Он пожал плечами, и взгляд его внимательных цепких темных глаз переместился с меня на берег, мимо которого мы проплывали.

– Зачем тебе вообще любовь? – спросила спустя почти минуту я.

– Должен попробовать все, – сообщил задумчиво Кезон. – Я в жизни такое пробовал, Катя, что тебе даже говорить об этом не буду. Но то, что доступно другим, я попробовать не могу – любовь. Смешно.

– Может быть, она тебе и не нужна? – предположила я, умиротворенная погодой и красивыми видами, что открывались нам с середины Москвы-реки. Берега, мимо которых мы проплывали, утопали в багряно-желтой опадающей зелени.

– Нужна, – живо возразил Кирилл. Такой тон обычно бывает у мальчиков, которым взбрело в голову, что им жизненно необходимо купить точно такую же машинку, как и у друга в песочнице.

– Нужна – тогда ищи, – легкомысленно посоветовала я, не зная, что эти слова в некоторой степени предрешат и мою судьбу.

– О чем базар ведем? – подошла к нам Журавль, раздобывшая в баре на нижней палубе воду. Она с видом великой мученицы протянула каждому из нас по бутылочке.

– О любви, – ответила я.

– О чем? – фыркнула Нинка. – Как можно говорить о том, чего не существует?

На этом наш разговор о чувствах закончился, не успев толком начаться. И Кирилл вновь смешил нас, рассказывая занятную историю о том, как Визарда не пускали на собственный концерт в Лос-Анджелесе.
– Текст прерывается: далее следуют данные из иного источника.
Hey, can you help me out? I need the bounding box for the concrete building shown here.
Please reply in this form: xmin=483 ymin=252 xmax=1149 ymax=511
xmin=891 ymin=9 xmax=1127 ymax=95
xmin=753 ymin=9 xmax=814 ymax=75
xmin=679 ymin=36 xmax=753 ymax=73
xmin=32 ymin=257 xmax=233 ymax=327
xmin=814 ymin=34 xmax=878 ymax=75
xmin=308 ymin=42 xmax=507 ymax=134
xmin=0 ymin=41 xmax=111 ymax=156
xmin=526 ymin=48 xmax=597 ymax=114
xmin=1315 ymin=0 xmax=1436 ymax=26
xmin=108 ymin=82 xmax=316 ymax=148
В какой-то момент, правда, один из парней на палубе как-то слишком внимательно присмотрелся к его лицу, и Кирилл вынужден был поглубже натянуть капюшон на голову, а шарфом, которым он обмотался, закрыть половину лица.

Через час мы вернулись обратно, и Кезон и Нинка с нескрываемым удовольствием ступили на землю. Первого немного укачало в конце пути, а вторая просто хотела быстрее убраться отсюда и агитировала нас за какой-нибудь классный бар.

Если для меня времяпровождение в Коломенском было сродни небольшому чуду, то вот подруга откровенно скучала, плелась следом, то и дело бурча так, что слышала только я, что тут скучно. И вообще, «время, как и деньги, нужно тратить с умом». Единственное, что ее удерживало тут – наличие «Лорда», который сейчас казался совершенно обычным парнем. Она откровенно ему не хамила, не глумилась – только исподтишка, но и ангелом казаться не хотела. Милые улыбки, щебетание и вежливость как в воду канули. Рядом с Кезоном Нинка вела себя почти так же, как и обычно, что показалось мне крайне странным.

Прогулка по Коломенскому ничем необычным не ознаменовалась. Кирилл не делал двусмысленных намеков, не приставал и вообще показал себя с самой хорошей стороны. Мы шли, болтая обо всем на свете, как будто бы и не был он рок-стар с мировой славой. Несмотря на то, что Кирилл не ложился, выглядел он бодрым и даже отдохнувшим. Только глаза были слегка красноватыми, зато голос – веселым, и жесты – уверенными. Он не только говорил сам, но и с охотой слушал нас, и вообще оказался приятным собеседником, с которым было легко общаться, несмотря на то, что Кирилл был звездой.

– Спасибо, что согласились скрасить мне одиночество, – подмигнул нам Кирилл, когда мы возвращались обратно, сидя в его черном микроавтобусе.

– Спасибо тебе, что привез в столь чудесное место, – язвительно сказала подруга.

– Не за что, – отвечал музыкант.

– Я тоже так думаю, – заявила Журавль, заставив Кирилла рассмеяться.

Вежливость – Нинкино все.

– Тяжело жить двойной жизнью? – поинтересовалась почему-то она.

– Я не живу двойной жизнью, – чуть нахмурились темные брови Кирилла. – Я – это я. Мой образ – это мой образ и не более. Я становлюсь Кезоном тогда, когда выхожу на сцену. Во мне реально просыпается кто-то другой, яростный малый. Но как только я смываю грим, я вновь становлюсь самим собой. Только тс-с-с, девчонки, – прижал он указательный палец к губам. – Об этом никто не должен знать.